The first version of Marlin should avoid product bloat.

We start with:

- one Rust workspace
- one CLI
- one semantic core
- one runtime core
- no frontend
- no browser extension
- no cloud control plane

Those can come later if the core proves worth it.

## Workspace Layout

`crates/marlin-lang`

- syntax
- AST
- validation
- typed IR
- runtime preparation

`crates/marlin-runtime`

- execution model over flattened plans
- durable state and effect log
- recovery rules for restarted runs
- scheduler interfaces

`crates/marlin-nodes`

- built-in manifests and runtime executors

`crates/marlin-plugin`

- plugin manifest loading
- subprocess executor protocol
- external node registry wiring

`crates/marlin-llm`

- shared `LLMCall` request/response/accounting contract
- normalized routing, cache, and budget hint types

`crates/marlin-gateway`

- OpenAI-compatible LLM execution layer
- routing policy loading
- usage/cost/latency normalization

`crates/marlin-cli`

- `marlin check`
- `marlin run`
- `marlin continue`
- `marlin status`
- `marlin resume`
- `marlin cancel`

`crates/marlin-bench`

- benchmark harness for Marlin compiler and persisted runtime lifecycle cost
- stable workload suite for tracking performance over time

## Current State

This repository is intentionally minimal.
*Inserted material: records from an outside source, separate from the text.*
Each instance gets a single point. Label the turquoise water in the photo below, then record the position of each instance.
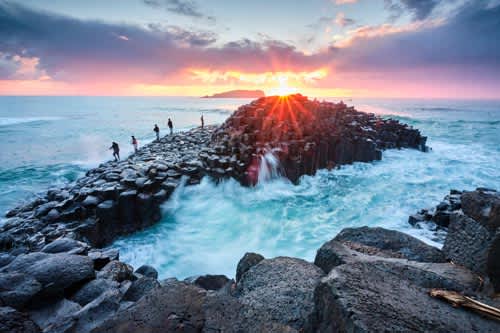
(50, 141)
(207, 228)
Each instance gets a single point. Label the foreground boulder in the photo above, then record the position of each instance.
(473, 238)
(389, 243)
(281, 288)
(390, 296)
(56, 273)
(12, 321)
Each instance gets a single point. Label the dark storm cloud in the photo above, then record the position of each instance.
(471, 38)
(420, 9)
(180, 7)
(72, 49)
(76, 50)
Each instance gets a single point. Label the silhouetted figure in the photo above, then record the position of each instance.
(157, 131)
(134, 143)
(116, 151)
(171, 126)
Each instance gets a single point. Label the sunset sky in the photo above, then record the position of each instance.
(323, 48)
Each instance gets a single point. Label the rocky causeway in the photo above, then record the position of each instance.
(58, 275)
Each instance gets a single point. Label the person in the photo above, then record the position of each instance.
(171, 126)
(116, 151)
(157, 131)
(134, 143)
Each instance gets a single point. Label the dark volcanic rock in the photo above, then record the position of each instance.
(175, 307)
(473, 238)
(248, 261)
(304, 135)
(390, 243)
(68, 245)
(17, 289)
(92, 290)
(12, 321)
(390, 296)
(211, 282)
(55, 272)
(140, 287)
(282, 289)
(147, 271)
(117, 271)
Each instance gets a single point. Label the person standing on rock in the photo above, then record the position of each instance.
(116, 151)
(170, 126)
(157, 131)
(134, 143)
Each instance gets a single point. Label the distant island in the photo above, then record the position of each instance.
(238, 94)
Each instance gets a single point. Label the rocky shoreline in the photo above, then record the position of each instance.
(55, 275)
(363, 280)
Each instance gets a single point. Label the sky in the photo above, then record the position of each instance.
(321, 48)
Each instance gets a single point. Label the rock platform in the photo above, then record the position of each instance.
(305, 135)
(55, 275)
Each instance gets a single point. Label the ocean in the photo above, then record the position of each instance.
(50, 141)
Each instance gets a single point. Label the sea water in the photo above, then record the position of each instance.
(207, 228)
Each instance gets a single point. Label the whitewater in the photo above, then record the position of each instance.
(206, 228)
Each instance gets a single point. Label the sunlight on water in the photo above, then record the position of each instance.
(207, 228)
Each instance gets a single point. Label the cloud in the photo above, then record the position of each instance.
(181, 7)
(420, 9)
(462, 50)
(343, 21)
(342, 2)
(470, 39)
(74, 50)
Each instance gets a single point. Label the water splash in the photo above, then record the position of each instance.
(269, 168)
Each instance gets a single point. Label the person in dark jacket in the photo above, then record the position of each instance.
(170, 126)
(157, 131)
(116, 151)
(134, 143)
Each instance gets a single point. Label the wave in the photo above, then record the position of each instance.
(8, 121)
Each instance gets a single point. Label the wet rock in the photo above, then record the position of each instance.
(17, 289)
(116, 271)
(249, 260)
(390, 296)
(13, 321)
(148, 271)
(282, 289)
(127, 210)
(92, 290)
(5, 259)
(54, 314)
(400, 244)
(176, 306)
(97, 312)
(209, 282)
(139, 288)
(56, 272)
(91, 201)
(67, 245)
(102, 257)
(483, 206)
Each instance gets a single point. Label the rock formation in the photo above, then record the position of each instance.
(56, 277)
(305, 135)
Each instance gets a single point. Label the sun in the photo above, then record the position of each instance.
(283, 89)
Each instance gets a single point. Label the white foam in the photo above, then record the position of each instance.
(8, 121)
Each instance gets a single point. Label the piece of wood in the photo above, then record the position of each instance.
(459, 300)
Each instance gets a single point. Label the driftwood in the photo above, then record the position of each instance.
(459, 300)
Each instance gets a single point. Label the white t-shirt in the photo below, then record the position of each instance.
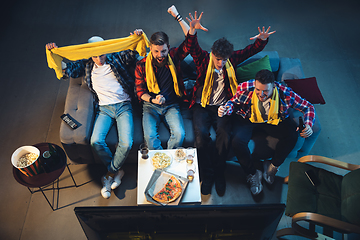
(106, 85)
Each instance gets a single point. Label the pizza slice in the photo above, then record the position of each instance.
(170, 192)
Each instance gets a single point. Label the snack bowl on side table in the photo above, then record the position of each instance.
(161, 160)
(180, 154)
(26, 160)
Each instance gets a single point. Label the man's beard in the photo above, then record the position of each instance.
(163, 63)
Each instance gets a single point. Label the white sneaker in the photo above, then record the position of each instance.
(269, 172)
(255, 182)
(106, 189)
(117, 179)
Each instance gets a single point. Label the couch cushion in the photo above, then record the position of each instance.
(307, 88)
(350, 197)
(273, 58)
(247, 72)
(290, 68)
(302, 196)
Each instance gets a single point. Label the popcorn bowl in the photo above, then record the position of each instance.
(30, 169)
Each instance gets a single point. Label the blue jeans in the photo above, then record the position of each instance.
(170, 114)
(106, 116)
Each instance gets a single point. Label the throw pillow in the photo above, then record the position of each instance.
(247, 72)
(307, 88)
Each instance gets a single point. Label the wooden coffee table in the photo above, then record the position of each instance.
(146, 169)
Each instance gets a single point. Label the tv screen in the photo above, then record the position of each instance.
(258, 221)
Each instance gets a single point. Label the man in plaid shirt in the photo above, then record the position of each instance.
(110, 78)
(279, 125)
(212, 159)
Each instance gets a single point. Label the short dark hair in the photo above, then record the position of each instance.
(265, 76)
(222, 48)
(159, 38)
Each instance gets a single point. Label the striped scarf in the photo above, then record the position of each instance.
(209, 80)
(87, 50)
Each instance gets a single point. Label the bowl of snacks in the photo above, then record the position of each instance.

The current scaffold exists to lock the semantic/runtime boundary before we commit to syntax sugar or UI. Today that boundary is:

- source text -> AST
- AST -> typed IR
- typed IR -> prepared program
- runtime -> schedules persisted execution over the prepared program

That is the contract the current compiler/runtime work is optimizing around.

## Current Language Direction

Marlin is aiming for:

- schema-first data shapes
- reusable groups/modules
- null-aware flow semantics
- one canonical typed IR
- CLI-first workflows

See [DESIGN.md](/Users/oha/marlin/DESIGN.md) for the design contract, [docs/ARCHITECTURE.md](/Users/oha/marlin/docs/ARCHITECTURE.md) for crate boundaries, and [ROADMAP.md](/Users/oha/marlin/ROADMAP.md) for the current implementation status and next milestones.

See [docs/PERFORMANCE.md](/Users/oha/marlin/docs/PERFORMANCE.md) for the current Marlin performance snapshot and [docs/BENCHMARKS.md](/Users/oha/marlin/docs/BENCHMARKS.md) for the benchmark design and methodology.